De aankondiging van een mogelijke federale waterstofstrategie is nog maar pas in de pers verschenen, dus veel concrete teksten heb ik nog niet gelezen. Maar ik kan u geruststellen dat ik al een aantal keer overleg heb gehad met minister Van der Straeten. Ook mijn kabinet staat meermaals in contact met onze federale collega’s.
Op zich sta ik niet negatief tegenover een federaal initiatief voor een waterstofvisie. Er zijn een aantal federale hefbomen rond waterstof, waar Vlaanderen alleen maar baat bij heeft als die goed worden ingevuld. Mijnheer Gryffroy, het klopt dus absoluut dat onze visie complementair en dus niet tegenstrijdig mag zijn. In de Deloitte-studie staat alvast een sterke aanbeveling om de samenwerking met de regio’s te maximaliseren. Ik merk in onze contacten met het federale niveau een grote bereidheid om hier complementair te werken. Maar uiteraard volg ik dit samen met mijn kabinet nauwgezet op.

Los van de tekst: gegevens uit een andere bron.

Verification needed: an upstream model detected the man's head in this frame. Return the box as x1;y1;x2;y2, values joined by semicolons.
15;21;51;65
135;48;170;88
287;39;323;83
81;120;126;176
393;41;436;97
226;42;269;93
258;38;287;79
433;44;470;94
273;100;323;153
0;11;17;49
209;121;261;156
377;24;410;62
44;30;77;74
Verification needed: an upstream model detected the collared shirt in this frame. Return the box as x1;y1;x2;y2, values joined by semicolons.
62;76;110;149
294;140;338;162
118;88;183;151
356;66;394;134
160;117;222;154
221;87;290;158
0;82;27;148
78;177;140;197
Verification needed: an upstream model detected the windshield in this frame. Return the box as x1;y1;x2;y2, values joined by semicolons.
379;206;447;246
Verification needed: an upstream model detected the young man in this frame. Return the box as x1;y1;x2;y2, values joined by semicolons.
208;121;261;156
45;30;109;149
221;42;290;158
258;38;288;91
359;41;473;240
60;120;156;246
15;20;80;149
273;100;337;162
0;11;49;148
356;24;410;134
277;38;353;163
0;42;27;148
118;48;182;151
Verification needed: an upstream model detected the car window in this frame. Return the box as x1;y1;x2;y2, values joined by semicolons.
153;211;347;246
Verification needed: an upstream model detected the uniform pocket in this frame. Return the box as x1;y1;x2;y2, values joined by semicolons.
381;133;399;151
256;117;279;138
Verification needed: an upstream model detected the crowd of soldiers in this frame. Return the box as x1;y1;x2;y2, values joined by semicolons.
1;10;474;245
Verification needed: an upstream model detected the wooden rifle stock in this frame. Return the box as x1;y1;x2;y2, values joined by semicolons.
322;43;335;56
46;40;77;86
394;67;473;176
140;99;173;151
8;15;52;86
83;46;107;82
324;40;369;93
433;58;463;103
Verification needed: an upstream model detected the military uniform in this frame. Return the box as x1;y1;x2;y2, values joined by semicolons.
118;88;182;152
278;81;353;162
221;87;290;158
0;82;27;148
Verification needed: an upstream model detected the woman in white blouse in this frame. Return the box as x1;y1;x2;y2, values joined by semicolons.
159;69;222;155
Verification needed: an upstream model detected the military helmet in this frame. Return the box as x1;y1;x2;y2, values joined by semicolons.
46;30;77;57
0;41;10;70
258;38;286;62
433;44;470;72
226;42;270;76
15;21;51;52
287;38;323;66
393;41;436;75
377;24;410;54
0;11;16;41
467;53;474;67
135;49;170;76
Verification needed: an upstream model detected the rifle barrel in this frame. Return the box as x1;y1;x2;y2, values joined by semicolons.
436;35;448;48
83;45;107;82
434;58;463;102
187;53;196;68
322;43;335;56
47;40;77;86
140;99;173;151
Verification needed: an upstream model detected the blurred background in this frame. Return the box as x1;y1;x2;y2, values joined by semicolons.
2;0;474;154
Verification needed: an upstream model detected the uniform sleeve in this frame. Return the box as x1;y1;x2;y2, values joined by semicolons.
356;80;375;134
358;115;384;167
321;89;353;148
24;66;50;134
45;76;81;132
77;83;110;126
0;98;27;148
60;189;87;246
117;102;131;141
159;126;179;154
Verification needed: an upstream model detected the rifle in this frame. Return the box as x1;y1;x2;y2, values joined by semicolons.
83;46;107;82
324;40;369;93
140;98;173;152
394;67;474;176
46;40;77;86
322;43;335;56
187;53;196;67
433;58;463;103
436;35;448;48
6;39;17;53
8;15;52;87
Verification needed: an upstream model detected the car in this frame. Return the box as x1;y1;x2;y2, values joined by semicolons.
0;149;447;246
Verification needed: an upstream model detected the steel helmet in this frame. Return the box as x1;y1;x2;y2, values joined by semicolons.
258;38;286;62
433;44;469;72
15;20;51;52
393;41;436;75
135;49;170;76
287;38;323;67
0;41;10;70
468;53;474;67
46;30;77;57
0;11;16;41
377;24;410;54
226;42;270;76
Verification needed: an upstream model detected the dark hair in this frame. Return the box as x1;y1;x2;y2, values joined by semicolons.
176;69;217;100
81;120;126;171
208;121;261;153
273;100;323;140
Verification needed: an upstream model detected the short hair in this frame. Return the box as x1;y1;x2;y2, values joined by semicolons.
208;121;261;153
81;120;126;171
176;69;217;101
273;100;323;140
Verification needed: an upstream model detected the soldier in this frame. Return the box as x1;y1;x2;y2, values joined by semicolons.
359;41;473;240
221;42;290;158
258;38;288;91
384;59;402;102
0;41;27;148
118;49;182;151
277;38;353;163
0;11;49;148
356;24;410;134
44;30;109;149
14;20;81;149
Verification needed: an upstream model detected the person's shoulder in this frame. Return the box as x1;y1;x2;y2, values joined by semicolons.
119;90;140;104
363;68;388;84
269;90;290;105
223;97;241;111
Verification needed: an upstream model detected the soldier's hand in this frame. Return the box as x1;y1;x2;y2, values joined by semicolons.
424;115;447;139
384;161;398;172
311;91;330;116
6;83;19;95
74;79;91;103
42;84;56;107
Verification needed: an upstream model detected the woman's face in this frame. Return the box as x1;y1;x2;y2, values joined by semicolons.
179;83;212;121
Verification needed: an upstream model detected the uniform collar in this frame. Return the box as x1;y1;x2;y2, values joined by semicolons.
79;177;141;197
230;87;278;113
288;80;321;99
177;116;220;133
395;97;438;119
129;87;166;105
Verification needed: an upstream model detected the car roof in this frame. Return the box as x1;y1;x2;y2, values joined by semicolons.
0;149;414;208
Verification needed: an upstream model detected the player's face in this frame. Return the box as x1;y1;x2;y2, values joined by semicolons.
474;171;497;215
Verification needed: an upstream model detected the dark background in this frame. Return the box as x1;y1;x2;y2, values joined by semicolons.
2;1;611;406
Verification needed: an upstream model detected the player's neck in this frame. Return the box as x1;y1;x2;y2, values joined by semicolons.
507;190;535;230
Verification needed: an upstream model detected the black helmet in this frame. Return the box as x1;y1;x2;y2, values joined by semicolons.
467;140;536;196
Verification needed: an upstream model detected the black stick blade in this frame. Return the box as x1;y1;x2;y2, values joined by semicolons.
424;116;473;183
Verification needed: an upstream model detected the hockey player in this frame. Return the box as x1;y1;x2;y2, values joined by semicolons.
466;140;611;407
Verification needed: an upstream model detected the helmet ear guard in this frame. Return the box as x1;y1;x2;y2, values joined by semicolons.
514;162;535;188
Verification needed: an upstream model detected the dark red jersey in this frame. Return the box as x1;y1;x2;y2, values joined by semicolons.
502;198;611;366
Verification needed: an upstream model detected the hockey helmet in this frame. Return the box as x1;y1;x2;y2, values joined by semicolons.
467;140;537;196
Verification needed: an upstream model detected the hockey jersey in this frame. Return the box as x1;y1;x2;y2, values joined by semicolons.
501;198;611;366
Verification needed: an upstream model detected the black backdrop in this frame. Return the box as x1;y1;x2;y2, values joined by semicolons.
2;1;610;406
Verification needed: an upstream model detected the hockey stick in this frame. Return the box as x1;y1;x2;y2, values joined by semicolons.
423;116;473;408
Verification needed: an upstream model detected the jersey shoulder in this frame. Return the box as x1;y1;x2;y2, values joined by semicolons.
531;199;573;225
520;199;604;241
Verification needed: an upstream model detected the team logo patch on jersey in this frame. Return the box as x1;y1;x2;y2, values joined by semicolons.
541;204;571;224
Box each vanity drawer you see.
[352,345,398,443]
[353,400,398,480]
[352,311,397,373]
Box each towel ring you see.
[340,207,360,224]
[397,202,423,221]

Zoals ik al op de vraag van collega Rzoska geantwoord heb, is er de voorbije maanden gewerkt aan een gezamenlijke tekst voor het nationaal herstelplan. Zowel Vlaanderen, Wallonië als de federale overheid heeft behoorlijk grote middelen voor waterstofprojecten vrijgemaakt. We hebben ook een gezamenlijke hervormingsfiche opgesteld waarin de basis is gelegd voor onderlinge afstemming, met een afspraak om dat verder uit te werken. Daarvoor is het net ook een hervormingsfiche.
We zullen ook een apart interfederaal overleg opstarten over waterstof, niet alleen over bevoegdheidsafspraken, maar bijvoorbeeld ook voor gestructureerde standpuntbepalingen op Europese waterstofdossiers. Of we het over alles onmiddellijk eens zullen zijn, kan ik uiteraard niet garanderen maar het is wel de bedoeling om elkaar te versterken.

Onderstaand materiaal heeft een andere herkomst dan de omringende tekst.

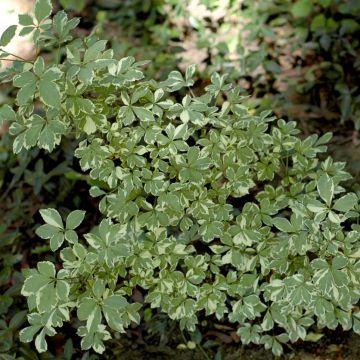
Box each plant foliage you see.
[1,0,360,356]
[85,0,360,128]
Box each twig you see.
[189,88,196,97]
[0,48,34,64]
[0,58,28,63]
[197,343,211,360]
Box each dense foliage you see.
[249,0,360,127]
[65,0,360,128]
[0,1,360,357]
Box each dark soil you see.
[98,328,360,360]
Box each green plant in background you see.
[174,0,360,127]
[0,2,95,356]
[60,0,183,79]
[257,0,360,127]
[59,0,86,12]
[0,120,84,358]
[75,0,359,130]
[1,0,360,357]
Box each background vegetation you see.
[0,0,359,359]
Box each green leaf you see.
[336,309,352,330]
[19,14,34,26]
[78,67,94,85]
[92,279,105,299]
[65,229,78,243]
[9,311,27,329]
[317,174,334,206]
[57,280,70,301]
[272,217,293,232]
[291,0,313,17]
[317,0,332,7]
[16,82,37,105]
[35,329,48,352]
[312,258,348,300]
[34,57,45,76]
[78,298,97,321]
[43,67,63,82]
[78,298,102,333]
[133,106,154,122]
[38,123,58,152]
[25,115,45,147]
[37,261,55,277]
[333,193,357,212]
[332,256,347,269]
[103,294,128,309]
[307,198,327,213]
[0,105,16,125]
[261,311,274,331]
[13,71,37,87]
[19,26,35,37]
[19,325,42,343]
[66,210,86,230]
[36,224,61,239]
[50,232,66,251]
[39,80,61,108]
[185,64,196,81]
[199,221,223,242]
[271,340,283,356]
[22,274,49,295]
[305,332,324,342]
[341,19,359,34]
[39,209,63,229]
[102,307,124,332]
[83,116,97,135]
[328,211,341,224]
[84,40,107,63]
[0,25,17,46]
[311,14,326,31]
[37,285,57,312]
[311,259,328,269]
[60,0,86,11]
[35,0,52,24]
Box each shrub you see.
[245,0,360,127]
[71,0,360,128]
[1,0,360,356]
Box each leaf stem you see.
[0,48,34,64]
[56,44,61,64]
[188,86,196,98]
[197,343,211,360]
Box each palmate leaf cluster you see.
[1,0,360,356]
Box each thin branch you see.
[188,86,196,98]
[0,58,30,63]
[0,48,34,64]
[197,343,211,360]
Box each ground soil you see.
[99,328,360,360]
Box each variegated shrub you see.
[0,0,360,356]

Mijnheer Gryffroy, de exacte bevoegdheidsverdeling is een zeer interessante maar ook complexe vraag waar we op mijn kabinet al meerdere uren het hoofd over hebben gebroken.

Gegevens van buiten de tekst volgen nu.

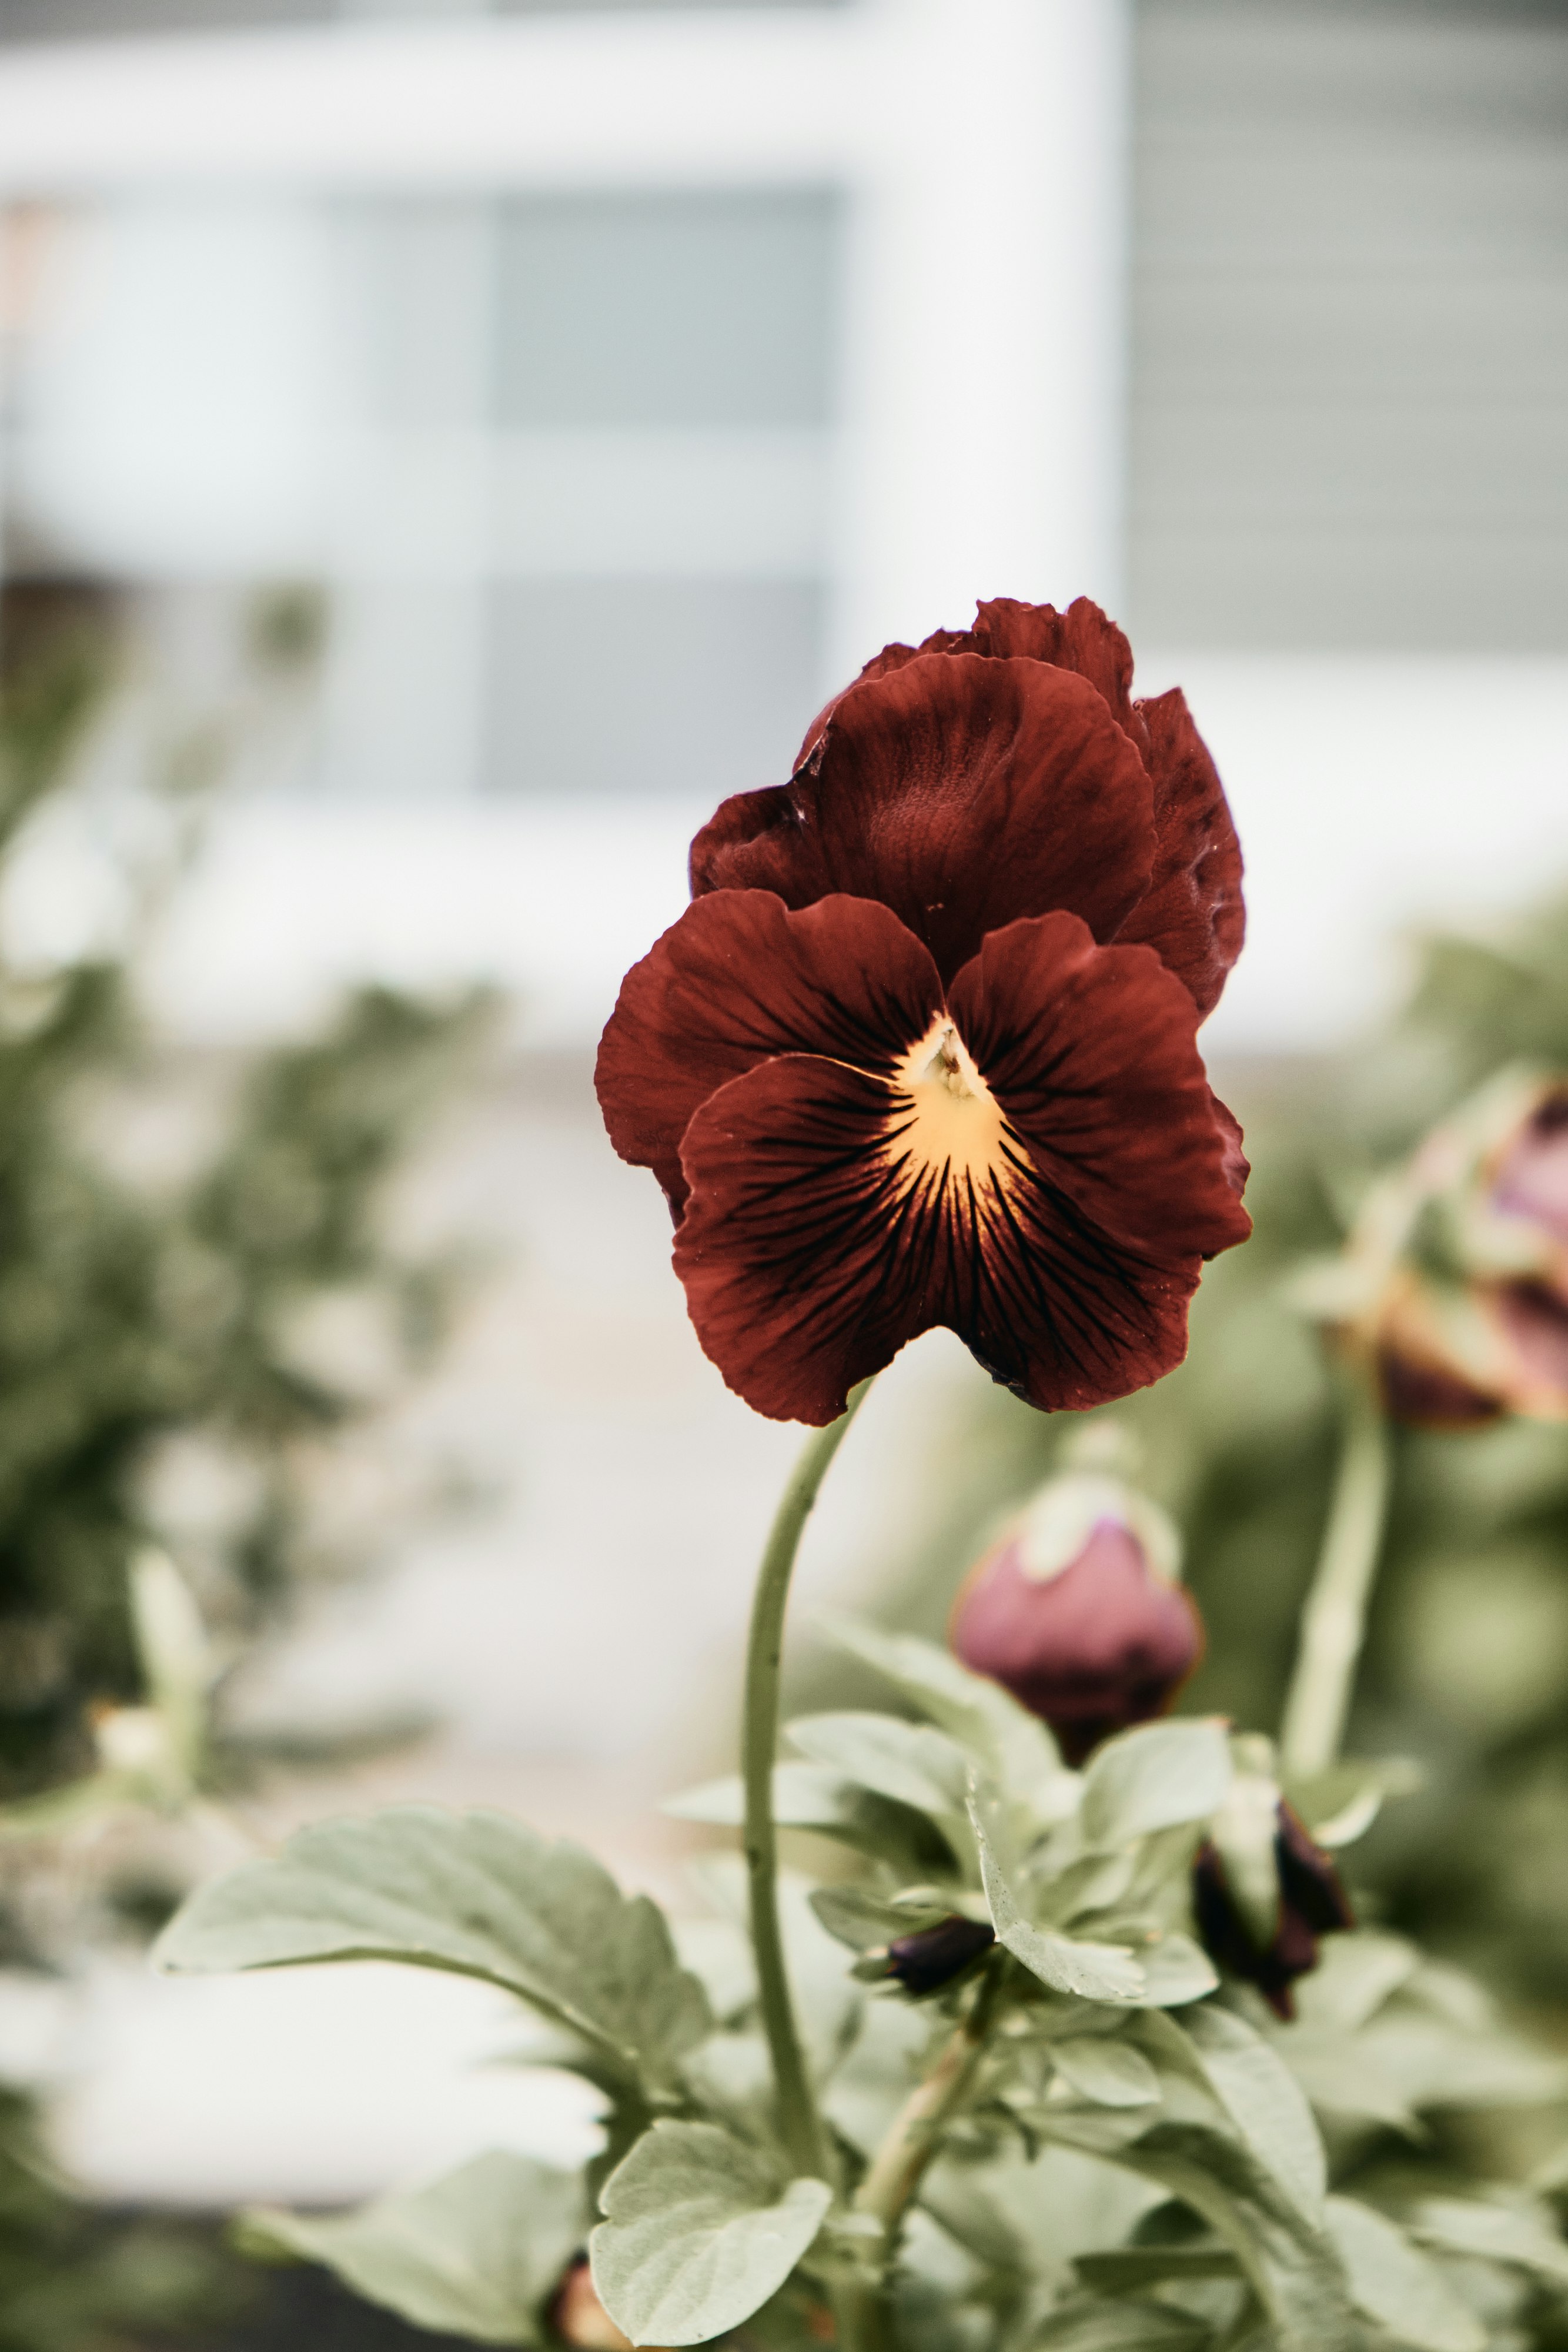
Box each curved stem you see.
[854,1959,1007,2235]
[1278,1367,1393,1778]
[743,1379,873,2181]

In onze Vlaamse Waterstofvisie staat duidelijk dat we resoluut kiezen voor duurzame innovatie, en dat er daarnaast ook verdere stappen nodig zijn op het vlak van wet- en regelgeving, energie, mobiliteit en infrastructuur. En hier raken natuurlijk de bevoegdheden van de regio’s ook de federale bevoegdheden. Het vertrekpunt is de beruchte Bijzondere wet tot hervorming der instellingen.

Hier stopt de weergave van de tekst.